According to previous work, the peak positions and I2D/IG ratios of G and 2D bands were important indicators of doping effect on graphene [35-40], in which the I2D/IG ratio is particularly more sensitive than the peak shifts to the doping effect. A lower I2D/IG ratio is related to more charged impurities in graphene. The Raman and SERS signals of the suspended and the supported graphenes are shown in Figure 3a, b, c, d. The peak positions of G and 2D bands are presented in Figure 3a, b. Both the peak positions of G and 2D bands are indistinguishable between the suspended and supported graphenes, which reveals the difference in substrates which do not affect the graphene emission spectra.

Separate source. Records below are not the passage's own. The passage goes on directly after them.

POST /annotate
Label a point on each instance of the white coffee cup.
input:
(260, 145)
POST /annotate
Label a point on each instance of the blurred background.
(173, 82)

The G peak position of suspended and supported graphenes under Raman signals is both upshifted with respect to SERS signals, while the 2D peak under Raman signals is both downshifted with respect to SERS signals. According to previous work [35-37,39], the upshifting of G peak and the downshifting of 2D peak is caused by n-doping, as the silver nanoparticles were depositing on the graphene. The experimental results of this work have had a significant agreement with the previous research.

Figure 3.

Figure 3

Open in a new tab

Peak positions. (a) G band and (b) 2D band of suspended and supported graphenes with Raman and SERS signals. (c) I2D/IG ratios of suspended and supported graphenes with Raman and SERS signals. (d) Enhancements of G and 2D bands of suspended and supported graphenes.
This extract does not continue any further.